The Supreme Court held that the order of the Appellate Assistant Commissioner did not contain a 'finding' or 'direction' as contemplated by the second proviso to Section 34(3) of the Income Tax Act, 1922. The essential finding was limited to the non-liability of the AOP, and the direction was too general to be legally effective. Consequently, the reassessment notices issued by the ITO against the sons were barred by limitation and were, therefore, invalid. The appeal by the Commissioner of Income Tax was dismissed.

Final Summary of the Judgment

In essence, the Supreme Court confirmed that the exceptions to the statute of limitations in tax law must be construed strictly. An appellate authority's power to issue a 'finding' or 'direction' that revives a time-barred assessment is limited. The 'finding' must be indispensable to the resolution of the appeal at hand, not a collateral observation. Similarly, a 'direction' must be a specific instruction within the statutory powers of the authority, not a vague suggestion to conduct further assessments.

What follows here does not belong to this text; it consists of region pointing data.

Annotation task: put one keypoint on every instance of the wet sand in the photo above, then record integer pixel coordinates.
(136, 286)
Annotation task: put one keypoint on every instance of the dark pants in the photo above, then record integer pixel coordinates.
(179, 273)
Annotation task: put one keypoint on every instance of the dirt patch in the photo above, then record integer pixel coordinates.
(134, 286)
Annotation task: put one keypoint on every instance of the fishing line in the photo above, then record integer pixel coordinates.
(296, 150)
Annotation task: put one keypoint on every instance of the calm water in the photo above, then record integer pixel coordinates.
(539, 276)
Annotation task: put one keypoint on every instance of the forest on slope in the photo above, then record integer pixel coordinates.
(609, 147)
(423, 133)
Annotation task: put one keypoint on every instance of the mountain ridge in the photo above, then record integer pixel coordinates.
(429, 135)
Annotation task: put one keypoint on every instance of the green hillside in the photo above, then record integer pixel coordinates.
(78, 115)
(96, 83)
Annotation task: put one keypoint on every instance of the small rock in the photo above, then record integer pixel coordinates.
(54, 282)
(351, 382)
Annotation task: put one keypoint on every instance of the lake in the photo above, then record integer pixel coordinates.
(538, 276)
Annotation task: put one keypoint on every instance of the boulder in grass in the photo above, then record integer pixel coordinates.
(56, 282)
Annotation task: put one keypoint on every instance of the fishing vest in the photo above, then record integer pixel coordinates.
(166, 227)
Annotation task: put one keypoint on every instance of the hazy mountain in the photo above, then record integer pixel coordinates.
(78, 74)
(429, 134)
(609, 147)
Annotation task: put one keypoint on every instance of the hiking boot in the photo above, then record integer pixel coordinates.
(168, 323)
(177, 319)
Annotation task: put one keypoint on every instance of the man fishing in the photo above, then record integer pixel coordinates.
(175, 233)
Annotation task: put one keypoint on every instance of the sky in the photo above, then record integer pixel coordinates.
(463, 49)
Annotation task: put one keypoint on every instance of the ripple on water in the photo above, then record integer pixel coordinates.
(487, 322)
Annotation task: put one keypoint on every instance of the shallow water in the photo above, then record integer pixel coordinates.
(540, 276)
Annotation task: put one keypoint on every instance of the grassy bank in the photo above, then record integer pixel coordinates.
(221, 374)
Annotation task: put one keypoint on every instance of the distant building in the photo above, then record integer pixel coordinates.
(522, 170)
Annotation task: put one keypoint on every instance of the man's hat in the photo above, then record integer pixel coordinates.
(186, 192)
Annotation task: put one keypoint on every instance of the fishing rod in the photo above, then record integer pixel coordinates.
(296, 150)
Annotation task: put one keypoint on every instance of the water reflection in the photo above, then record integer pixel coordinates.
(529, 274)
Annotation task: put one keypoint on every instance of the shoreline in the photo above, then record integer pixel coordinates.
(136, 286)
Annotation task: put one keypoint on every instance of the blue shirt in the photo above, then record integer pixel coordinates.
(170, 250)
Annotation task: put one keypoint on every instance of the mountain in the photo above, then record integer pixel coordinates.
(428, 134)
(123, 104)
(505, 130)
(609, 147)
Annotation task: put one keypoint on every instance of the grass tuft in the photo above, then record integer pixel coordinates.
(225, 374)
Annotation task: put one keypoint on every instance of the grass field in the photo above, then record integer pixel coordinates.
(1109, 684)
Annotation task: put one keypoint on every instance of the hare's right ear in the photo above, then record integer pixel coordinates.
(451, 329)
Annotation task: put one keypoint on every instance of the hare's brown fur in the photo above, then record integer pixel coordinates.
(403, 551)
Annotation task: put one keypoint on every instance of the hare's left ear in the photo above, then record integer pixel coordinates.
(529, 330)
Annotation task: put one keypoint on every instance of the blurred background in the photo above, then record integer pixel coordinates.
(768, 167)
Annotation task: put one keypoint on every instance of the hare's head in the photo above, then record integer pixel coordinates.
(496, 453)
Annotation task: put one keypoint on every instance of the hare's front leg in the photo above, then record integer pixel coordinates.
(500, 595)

Why This Judgment is an Important Read for Lawyers and Students

This case is a cornerstone in understanding the principles of limitation and the finality of assessments in tax law. It serves as a critical guide for:

  • Tax Practitioners: It clarifies the limited circumstances under which time-barred assessments can be reopened based on appellate orders, protecting assessees from indefinite scrutiny.
  • Appellate Authorities: It delineates the scope and limits of their powers, emphasizing that their findings and directions must be precise and necessary to the matter being adjudicated.
  • Law Students: It provides a clear example of statutory interpretation, particularly how courts interpret provisos and exceptions to a general rule, ensuring that they do not override the primary legislative intent of providing certainty and finality.

Disclaimer: This article is for informational purposes only and does not constitute legal advice. Readers are advised to consult with a qualified legal professional for advice on any specific legal issue.